Selain itu, di dunia kuno, burung rajawali dianggap memiliki kemampuan supranatural untuk terbang dengan mudah dari bumi ke langit (bnd. Ams. 23:5; 30:19), dan mampu membuat sarangnya di tempat yang amat tinggi (Ay. 39:27-30). Jadi, burung rajawali ini memang menguasai langit (raja terbang). Di dunia kuno juga, sayap burung rajawali seringkali dijadikan sebagai simbol untuk menggambarkan dewa dan manusia, entitas dan kekuasaan. Di Mesir sendiri burung rajawali ini menyimbolkan pengawasan ilahi dan perlindungannya yang supranatural atas Mesir, sementara dalam budaya Timur Tengah kuno merupakan tanda kehebatan kekuasaan, yang biasanya diberikan kepada dewa-dewi dan penguasa langit. Sehingga, gambaran ini hendak menunjukkan bahwa TUHAN dengan segala kekuatan dan kekuasaan yang dimiliki-Nya, telah memberikan kemampuan dan kekuatan ekstra bagi bangsa Israel sehingga mereka dapat menempuh perjalanan panjang, lama, dan amat melelahkan itu bahkan dapat tiba di gunung Sinai. TUHAN Allah telah menunjukkan perlindungan dan bimbingan-Nya yang ajaib kepada umat kesayangan-Nya, bangsa Israel.

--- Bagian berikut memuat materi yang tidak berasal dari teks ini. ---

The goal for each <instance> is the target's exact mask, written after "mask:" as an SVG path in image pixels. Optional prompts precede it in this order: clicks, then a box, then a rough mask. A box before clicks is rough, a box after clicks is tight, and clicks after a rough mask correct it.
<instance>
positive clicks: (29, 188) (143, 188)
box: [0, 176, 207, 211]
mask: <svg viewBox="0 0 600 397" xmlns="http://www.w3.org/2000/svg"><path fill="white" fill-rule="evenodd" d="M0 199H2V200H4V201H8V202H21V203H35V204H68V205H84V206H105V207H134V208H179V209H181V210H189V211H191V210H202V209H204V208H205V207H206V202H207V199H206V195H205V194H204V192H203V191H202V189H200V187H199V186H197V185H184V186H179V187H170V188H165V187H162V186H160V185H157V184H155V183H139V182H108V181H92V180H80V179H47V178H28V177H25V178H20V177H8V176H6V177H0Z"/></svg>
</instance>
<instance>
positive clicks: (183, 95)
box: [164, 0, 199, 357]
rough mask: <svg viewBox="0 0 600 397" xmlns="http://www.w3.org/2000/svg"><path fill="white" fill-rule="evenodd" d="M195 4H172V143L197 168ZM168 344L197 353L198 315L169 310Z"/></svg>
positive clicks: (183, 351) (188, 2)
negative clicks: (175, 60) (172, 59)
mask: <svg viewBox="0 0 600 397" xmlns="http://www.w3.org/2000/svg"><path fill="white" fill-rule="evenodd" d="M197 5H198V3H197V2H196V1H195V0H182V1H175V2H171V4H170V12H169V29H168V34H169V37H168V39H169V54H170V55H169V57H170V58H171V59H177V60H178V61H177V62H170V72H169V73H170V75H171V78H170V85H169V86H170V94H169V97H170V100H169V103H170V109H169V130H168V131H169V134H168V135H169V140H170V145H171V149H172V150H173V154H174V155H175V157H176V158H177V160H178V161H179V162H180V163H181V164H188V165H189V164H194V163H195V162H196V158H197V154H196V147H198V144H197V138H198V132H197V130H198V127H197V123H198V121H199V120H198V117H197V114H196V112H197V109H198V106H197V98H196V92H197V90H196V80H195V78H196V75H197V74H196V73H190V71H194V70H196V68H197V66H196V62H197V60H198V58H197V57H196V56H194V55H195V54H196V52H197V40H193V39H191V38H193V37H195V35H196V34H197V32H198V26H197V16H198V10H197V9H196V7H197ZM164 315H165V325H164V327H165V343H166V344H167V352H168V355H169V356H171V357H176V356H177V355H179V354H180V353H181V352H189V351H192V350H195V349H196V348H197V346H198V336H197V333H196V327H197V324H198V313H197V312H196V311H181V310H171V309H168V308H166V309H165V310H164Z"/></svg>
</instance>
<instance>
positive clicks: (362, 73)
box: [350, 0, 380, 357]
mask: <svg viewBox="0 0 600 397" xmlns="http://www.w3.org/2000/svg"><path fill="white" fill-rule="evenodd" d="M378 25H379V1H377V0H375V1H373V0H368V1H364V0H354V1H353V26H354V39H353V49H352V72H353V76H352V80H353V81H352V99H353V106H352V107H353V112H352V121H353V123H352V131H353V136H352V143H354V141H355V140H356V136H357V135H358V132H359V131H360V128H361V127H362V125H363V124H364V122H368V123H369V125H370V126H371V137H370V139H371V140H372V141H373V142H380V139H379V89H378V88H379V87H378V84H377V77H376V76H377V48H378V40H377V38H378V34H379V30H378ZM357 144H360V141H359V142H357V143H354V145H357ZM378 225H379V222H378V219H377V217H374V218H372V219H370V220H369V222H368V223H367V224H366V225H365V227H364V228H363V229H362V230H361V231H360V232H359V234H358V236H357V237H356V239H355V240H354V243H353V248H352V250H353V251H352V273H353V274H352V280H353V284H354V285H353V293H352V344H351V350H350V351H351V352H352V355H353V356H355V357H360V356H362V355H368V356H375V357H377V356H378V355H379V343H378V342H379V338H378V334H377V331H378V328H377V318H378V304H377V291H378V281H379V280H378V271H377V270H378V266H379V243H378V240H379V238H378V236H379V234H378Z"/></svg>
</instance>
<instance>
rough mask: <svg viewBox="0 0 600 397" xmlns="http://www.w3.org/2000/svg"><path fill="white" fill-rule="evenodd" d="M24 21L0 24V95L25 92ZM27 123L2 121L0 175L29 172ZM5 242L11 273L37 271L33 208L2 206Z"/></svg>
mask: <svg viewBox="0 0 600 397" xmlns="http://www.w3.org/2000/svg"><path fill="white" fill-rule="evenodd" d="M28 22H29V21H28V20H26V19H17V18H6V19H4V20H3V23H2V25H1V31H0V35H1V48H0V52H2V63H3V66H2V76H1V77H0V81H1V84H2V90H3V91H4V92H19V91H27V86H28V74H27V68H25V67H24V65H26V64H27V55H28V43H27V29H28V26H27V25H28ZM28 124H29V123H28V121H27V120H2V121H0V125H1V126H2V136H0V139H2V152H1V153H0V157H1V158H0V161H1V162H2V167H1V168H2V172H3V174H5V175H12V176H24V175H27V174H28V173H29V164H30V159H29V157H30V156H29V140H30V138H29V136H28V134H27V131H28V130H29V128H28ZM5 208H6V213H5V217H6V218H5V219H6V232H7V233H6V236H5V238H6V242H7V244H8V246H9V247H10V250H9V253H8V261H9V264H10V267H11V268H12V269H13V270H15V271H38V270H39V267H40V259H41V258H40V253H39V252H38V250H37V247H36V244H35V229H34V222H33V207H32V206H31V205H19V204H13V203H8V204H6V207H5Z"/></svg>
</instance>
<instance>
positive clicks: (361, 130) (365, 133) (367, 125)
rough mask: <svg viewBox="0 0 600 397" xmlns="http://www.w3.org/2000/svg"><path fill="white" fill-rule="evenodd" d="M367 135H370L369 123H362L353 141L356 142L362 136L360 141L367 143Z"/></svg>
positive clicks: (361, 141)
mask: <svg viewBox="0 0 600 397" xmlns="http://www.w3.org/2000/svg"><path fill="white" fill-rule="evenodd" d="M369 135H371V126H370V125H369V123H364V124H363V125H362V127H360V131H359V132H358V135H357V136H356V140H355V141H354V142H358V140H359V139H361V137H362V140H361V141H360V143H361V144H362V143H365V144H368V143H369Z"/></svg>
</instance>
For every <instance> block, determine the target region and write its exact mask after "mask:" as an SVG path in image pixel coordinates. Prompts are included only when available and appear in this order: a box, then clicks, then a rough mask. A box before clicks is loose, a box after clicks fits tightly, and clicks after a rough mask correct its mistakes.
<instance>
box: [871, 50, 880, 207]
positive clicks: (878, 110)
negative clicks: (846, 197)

Berdasarkan pengalaman empiris itu, maka bangsa Israel haruslah menunjukkan ketaatan penuh kepada TUHAN Allah, dan harus tunduk di bawah bimbingan-Nya saja. Hal ini dipertegas secara eksplisit di ayat 5-6, yaitu apabila mereka ingin tetap bertahan hidup, ingin tetap menjadi harta kesayangan Allah, ingin menjadi kerajaan imam dan bangsa yang kudus bagi Allah, maka yang harus dilakukan adalah “sungguh-sungguh mendengarkan firman TUHAN dan berpegang pada perjanjian TUHAN” (ay. 5). Firman TUHAN dan perjanjian-Nya ini nanti semakin jelas di pasal 20. Pada akhirnya, bangsa itu menyatakan komitmen mereka: “Segala yang difirmankan TUHAN akan kami lakukan” (ay. 8a).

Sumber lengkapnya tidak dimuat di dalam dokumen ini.